Wald, Wildnis und Tiere
Mit dem Sihlwald und dem Langenberg sowie einem Besucherzentrum bietet der Wildnispark Zürich eine einzigartige Kombination von Wald, Wildnis und Tieren.

Faszinierende Naturerlebnisse
Der Wildnispark Zürich besteht seit 2009 und umfasst mit dem Sihlwald den einzigen Naturerlebnispark der Schweiz und mit dem Langenberg den ältesten schweizerischen Tierpark. Er bietet eine einzigartige Kombination von Wald, Wildnis und Tieren.

 

Mit seinen Teilgebieten Sihlwald und Langenberg misst der Wildnispark Zürich rund zwölf Quadratkilometer und ermöglicht jährlich über einer halben Million Besucherinnen und Besuchern faszinierende Naturerlebnisse, Erholung und Einblick in den Rhythmus der Natur.

 

Kontrast zwischen Stadt und Natur
Der Wildnispark Zürich nimmt in der Agglomeration Zürich eine wichtige Aufgabe wahr: er bietet der urbanen Bevölkerung jederzeit frei zugängliche Naturerlebnisse und Erholung und macht den Kontrast zwischen dem städtischen Leben und dem Rhythmus der Natur erlebbar.

 

Für alle Besucherinnen und Besucher stehen verschiedene Möglichkeiten von betreuten Angeboten wie Kursen, Führungen und Workshops bereit. Wer lieber auf eigene Faust loszieht, kann sich Tipps im Besucherzentrum in Sihlwald holen oder seinen Ausflug in den Wildnispark Zürich mit dem digitalen Ausflugsplaner vorbereiten.

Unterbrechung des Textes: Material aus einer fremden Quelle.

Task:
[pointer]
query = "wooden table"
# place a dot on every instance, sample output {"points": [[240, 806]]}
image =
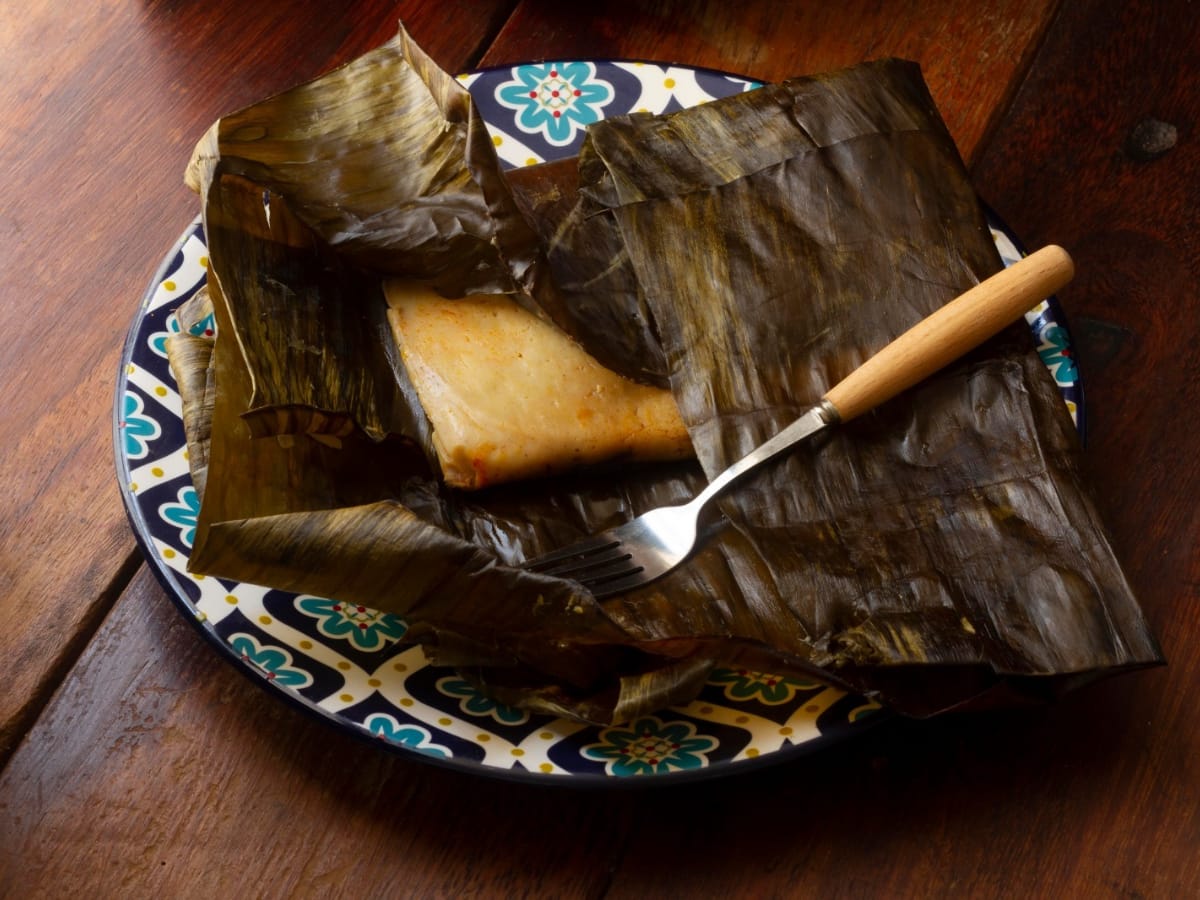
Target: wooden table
{"points": [[139, 763]]}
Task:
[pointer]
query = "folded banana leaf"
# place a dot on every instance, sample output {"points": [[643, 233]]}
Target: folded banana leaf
{"points": [[936, 550], [387, 168]]}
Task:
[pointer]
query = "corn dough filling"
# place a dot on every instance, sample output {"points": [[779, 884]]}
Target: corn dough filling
{"points": [[510, 396]]}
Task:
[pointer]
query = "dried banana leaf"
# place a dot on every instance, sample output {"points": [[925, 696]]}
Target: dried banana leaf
{"points": [[948, 528], [379, 167], [948, 532]]}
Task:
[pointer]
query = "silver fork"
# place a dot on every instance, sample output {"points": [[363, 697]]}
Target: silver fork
{"points": [[649, 546]]}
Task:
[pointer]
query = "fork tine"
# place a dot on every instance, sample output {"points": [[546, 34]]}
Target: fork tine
{"points": [[589, 547], [573, 567], [592, 573], [618, 583]]}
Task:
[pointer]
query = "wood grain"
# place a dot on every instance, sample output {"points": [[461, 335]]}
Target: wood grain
{"points": [[160, 771], [100, 107], [157, 769], [971, 53]]}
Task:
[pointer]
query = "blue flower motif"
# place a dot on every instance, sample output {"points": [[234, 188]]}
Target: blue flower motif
{"points": [[273, 660], [365, 628], [157, 341], [411, 736], [649, 747], [183, 514], [1056, 354], [556, 100], [137, 427], [474, 703], [742, 684]]}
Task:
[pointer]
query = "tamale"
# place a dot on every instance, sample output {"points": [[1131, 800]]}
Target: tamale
{"points": [[510, 396], [946, 533]]}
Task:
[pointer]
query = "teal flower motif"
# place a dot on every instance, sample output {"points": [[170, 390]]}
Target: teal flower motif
{"points": [[273, 660], [365, 628], [556, 100], [411, 736], [474, 703], [742, 684], [157, 341], [1056, 354], [651, 747], [137, 427], [869, 707], [183, 514]]}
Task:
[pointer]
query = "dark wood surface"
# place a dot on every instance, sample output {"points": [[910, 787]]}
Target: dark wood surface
{"points": [[137, 762]]}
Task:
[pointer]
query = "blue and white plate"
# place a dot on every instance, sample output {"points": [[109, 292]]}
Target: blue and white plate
{"points": [[351, 665]]}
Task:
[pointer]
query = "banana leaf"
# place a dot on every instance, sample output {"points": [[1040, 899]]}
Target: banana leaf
{"points": [[387, 168], [936, 551]]}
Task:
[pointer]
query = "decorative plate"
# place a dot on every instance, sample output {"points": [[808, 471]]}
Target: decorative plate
{"points": [[351, 665]]}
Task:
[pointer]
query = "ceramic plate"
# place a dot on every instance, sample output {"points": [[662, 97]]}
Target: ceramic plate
{"points": [[351, 665]]}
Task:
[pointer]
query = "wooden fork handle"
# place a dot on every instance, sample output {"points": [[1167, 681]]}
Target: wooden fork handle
{"points": [[961, 325]]}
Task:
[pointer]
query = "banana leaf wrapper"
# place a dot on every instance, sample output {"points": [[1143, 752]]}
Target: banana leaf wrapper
{"points": [[385, 167], [952, 525], [917, 552]]}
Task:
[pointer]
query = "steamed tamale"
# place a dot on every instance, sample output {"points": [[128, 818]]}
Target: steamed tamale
{"points": [[947, 533], [510, 396]]}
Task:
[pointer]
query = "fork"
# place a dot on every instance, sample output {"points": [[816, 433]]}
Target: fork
{"points": [[649, 546]]}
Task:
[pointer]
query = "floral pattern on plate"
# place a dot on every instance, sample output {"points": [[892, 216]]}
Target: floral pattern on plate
{"points": [[352, 666]]}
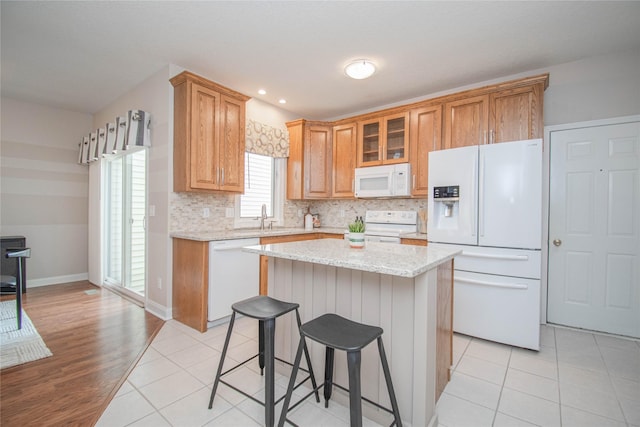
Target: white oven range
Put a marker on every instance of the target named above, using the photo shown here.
(388, 226)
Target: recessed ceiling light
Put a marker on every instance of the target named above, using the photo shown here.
(360, 69)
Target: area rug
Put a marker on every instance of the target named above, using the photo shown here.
(18, 346)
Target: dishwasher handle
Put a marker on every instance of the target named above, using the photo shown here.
(230, 246)
(492, 284)
(496, 256)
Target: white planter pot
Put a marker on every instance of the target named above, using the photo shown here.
(356, 240)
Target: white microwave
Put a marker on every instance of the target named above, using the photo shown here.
(383, 181)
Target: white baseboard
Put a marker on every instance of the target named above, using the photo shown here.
(164, 313)
(46, 281)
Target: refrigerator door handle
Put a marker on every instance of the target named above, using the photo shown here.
(474, 198)
(493, 284)
(481, 203)
(498, 257)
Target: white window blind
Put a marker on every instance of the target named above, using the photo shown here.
(258, 186)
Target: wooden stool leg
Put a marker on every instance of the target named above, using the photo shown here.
(355, 394)
(308, 359)
(19, 293)
(328, 375)
(269, 356)
(387, 378)
(222, 356)
(292, 382)
(261, 346)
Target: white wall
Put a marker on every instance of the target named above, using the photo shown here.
(593, 88)
(155, 96)
(43, 191)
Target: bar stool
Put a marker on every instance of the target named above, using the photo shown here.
(20, 254)
(336, 332)
(265, 309)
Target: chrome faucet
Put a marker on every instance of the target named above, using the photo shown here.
(263, 216)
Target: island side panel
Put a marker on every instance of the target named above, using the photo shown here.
(424, 350)
(444, 343)
(190, 292)
(376, 299)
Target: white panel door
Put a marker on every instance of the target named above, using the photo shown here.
(594, 228)
(510, 195)
(454, 167)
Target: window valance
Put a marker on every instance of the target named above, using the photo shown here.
(266, 140)
(126, 132)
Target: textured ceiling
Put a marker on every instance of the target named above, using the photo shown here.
(82, 55)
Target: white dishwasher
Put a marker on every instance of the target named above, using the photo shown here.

Grundstein für Langzeitmonitoring
Im Herbst 2016 startete im Sihlwald das Projekt «Biodiversität und Habitatstrukturen im Wildnispark Zürich Sihlwald: Einrichtung eines intensiven Naturwald-Untersuchungsstandorts». Das Projekt ist der Grundstein für ein Langzeitmonitoring der Biodiversität im Sihlwald. Insbesondere Arten, die an späte Waldentwicklungsstadien und Totholz gebunden sind, werden untersucht. Die Biodiversität wird basierend auf der Aufnahme verschiedener taxonomischer Gruppen dargestellt und mit Waldstrukturen in Zusammenhang gebracht. Das Projekt stützt sich auf eine Zusammenarbeit zwischen der Abteilung Wald des ANL Kanton Zürich, der Stiftung Wildnispark Zürich, der Hochschule für Agrar-, Forst und Lebensmittelwissenschaften (HAFL) und der Eidg. Forschungsanstalt für Wald Schnee und Landschaft (WSL).